38th Speaker of the Albanian Parliament
- In office 10 September 2021 – 30 July 2024
- Preceded by: Gramoz Ruçi
- Succeeded by: Elisa Spiropali

Minister of Education, Sports and Youth
- In office 15 September 2013 – 11 May 2017
- Prime Minister: Edi Rama
- Preceded by: Myqerem Tafaj
- Succeeded by: Mirela Karabina
- In office 13 September 2017 – 17 January 2019
- Prime Minister: Edi Rama
- Preceded by: Mirela Karabina (Education and Sports)
- Succeeded by: Besa Shahini

Personal details
- Born: October 22, 1965 (age 60) Tirana, PR Albania
- Party: Socialist Party
- Spouse: Ligor Nikolla
- Children: 1
- Education: University of Tirana Albanian University

= Lindita Nikolla =

Albanian politician (born 1965)

Lindita Nikolla (born 22 October 1965) is an Albanian retired politician
who served as the Speaker of the Parliament from September 10, 2021, until her retirement from politics on July 28, 2024.
Previously she served as the Minister of Education, Sports and Youth in September 2013 until May 2017, where she temporarily handed over the post to Mirela Karabina as part of a pre-election agreement between the position and the opposition. Nikolla was appointed again Minister of Education, Sports and Youth in September 2017 until 2019. In December 2018 a standoff occurred between Nikolla and students when she was minister, with the students protesting for multiple days, which expanded to the Union of Employees of Universities of Albania joining protests.

== Career ==
Lindita Nikolla was born on 22 October 1965 in Tirana, PR Albania. In 1989, she graduated from the University of Tirana with a degree in mathematics from the Faculty of Natural Sciences. From 2003 to 2006 she was elected as a Member of the Council of the Municipal Unit no. 1 in Tirana. In September 2007 she became a member of the Presidency of the Socialist Party.

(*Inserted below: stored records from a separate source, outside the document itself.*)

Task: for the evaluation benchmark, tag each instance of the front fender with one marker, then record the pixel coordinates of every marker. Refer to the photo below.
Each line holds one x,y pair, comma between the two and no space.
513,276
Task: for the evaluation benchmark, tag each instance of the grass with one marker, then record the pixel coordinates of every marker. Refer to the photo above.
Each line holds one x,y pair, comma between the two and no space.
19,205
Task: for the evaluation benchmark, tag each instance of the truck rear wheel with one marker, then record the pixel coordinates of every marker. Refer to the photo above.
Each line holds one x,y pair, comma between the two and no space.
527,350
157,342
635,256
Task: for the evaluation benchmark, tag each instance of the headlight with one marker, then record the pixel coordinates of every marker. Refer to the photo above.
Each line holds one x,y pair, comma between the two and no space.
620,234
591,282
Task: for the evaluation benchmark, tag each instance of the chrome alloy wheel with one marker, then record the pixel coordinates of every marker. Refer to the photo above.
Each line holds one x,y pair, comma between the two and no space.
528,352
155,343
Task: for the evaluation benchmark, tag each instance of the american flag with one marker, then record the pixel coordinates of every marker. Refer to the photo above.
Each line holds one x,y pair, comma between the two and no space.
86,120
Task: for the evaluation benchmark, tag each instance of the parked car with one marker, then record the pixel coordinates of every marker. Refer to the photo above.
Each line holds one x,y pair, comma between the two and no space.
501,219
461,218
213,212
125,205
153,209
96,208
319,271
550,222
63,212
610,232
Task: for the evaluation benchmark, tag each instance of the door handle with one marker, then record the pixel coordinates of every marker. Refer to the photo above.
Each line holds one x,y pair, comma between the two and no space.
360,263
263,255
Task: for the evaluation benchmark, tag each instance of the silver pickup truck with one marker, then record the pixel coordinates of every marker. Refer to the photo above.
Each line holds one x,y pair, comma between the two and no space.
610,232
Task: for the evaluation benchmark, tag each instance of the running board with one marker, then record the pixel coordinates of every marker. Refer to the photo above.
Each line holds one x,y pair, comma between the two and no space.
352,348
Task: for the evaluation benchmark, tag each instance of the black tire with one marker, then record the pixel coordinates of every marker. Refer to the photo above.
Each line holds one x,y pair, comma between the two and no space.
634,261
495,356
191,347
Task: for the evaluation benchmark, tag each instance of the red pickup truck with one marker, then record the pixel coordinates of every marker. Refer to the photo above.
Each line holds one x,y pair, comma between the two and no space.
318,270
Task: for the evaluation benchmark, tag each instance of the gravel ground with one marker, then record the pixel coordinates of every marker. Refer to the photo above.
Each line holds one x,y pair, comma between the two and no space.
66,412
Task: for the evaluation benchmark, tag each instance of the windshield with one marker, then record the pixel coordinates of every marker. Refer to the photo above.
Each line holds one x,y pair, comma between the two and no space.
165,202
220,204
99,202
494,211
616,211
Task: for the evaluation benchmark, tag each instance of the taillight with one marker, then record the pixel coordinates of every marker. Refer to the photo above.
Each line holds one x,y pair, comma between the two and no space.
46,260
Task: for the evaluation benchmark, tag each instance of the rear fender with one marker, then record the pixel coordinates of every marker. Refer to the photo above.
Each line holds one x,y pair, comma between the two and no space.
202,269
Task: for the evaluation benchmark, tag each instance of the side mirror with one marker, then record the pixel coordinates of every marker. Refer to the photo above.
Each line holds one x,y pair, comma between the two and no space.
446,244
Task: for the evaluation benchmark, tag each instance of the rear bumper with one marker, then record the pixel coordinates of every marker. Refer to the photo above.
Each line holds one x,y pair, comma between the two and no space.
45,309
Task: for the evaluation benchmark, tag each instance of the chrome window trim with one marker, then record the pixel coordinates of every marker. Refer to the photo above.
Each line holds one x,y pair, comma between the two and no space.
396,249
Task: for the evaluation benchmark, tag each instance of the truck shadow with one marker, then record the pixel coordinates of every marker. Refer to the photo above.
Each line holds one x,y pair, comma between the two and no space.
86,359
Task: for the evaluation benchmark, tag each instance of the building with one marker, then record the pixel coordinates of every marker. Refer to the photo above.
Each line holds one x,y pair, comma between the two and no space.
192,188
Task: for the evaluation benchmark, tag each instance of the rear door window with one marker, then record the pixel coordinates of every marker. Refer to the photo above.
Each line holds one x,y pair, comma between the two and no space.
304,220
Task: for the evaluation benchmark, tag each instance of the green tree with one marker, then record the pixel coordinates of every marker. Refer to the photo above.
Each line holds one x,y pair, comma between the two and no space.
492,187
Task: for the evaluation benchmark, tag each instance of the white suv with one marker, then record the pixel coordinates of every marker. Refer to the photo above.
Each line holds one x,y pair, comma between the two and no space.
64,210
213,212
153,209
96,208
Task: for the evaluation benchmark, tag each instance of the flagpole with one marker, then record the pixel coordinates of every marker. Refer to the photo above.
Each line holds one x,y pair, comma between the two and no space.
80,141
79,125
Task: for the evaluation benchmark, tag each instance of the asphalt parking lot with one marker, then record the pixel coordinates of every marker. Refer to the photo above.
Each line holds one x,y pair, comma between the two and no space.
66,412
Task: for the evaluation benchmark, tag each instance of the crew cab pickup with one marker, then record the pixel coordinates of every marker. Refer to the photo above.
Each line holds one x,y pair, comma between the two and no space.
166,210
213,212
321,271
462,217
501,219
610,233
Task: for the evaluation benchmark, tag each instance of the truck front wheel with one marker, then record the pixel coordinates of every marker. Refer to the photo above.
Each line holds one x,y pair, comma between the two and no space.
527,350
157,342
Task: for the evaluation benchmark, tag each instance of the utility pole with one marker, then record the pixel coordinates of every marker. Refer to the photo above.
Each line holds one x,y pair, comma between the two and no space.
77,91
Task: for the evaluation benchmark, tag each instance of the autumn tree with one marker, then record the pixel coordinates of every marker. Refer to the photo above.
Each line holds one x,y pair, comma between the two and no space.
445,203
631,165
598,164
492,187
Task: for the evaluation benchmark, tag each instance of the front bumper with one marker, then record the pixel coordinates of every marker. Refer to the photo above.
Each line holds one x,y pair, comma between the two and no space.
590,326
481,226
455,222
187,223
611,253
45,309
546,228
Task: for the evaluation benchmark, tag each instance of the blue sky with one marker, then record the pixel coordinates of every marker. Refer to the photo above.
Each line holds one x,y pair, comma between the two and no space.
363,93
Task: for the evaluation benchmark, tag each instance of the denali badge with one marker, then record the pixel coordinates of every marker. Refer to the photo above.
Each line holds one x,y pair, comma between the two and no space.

Nikolla was elected Speaker of the Parliament on September 10, 2021. She was elected with the support of 79 deputies out of 140, which led deputies of the Democratic Party to cut up their forms for her nomination for the speakership in protest. In 2022 she met with Bärbel Bas, where she stated that her intention is the protect Euro-Atlantic values and reaffirmed Albania's support for Ukraine. She also stated in 2023 that she supported Albania's integration into the European Union. On July 27, 2024, she announced that she was resigning due to health reasons from the position.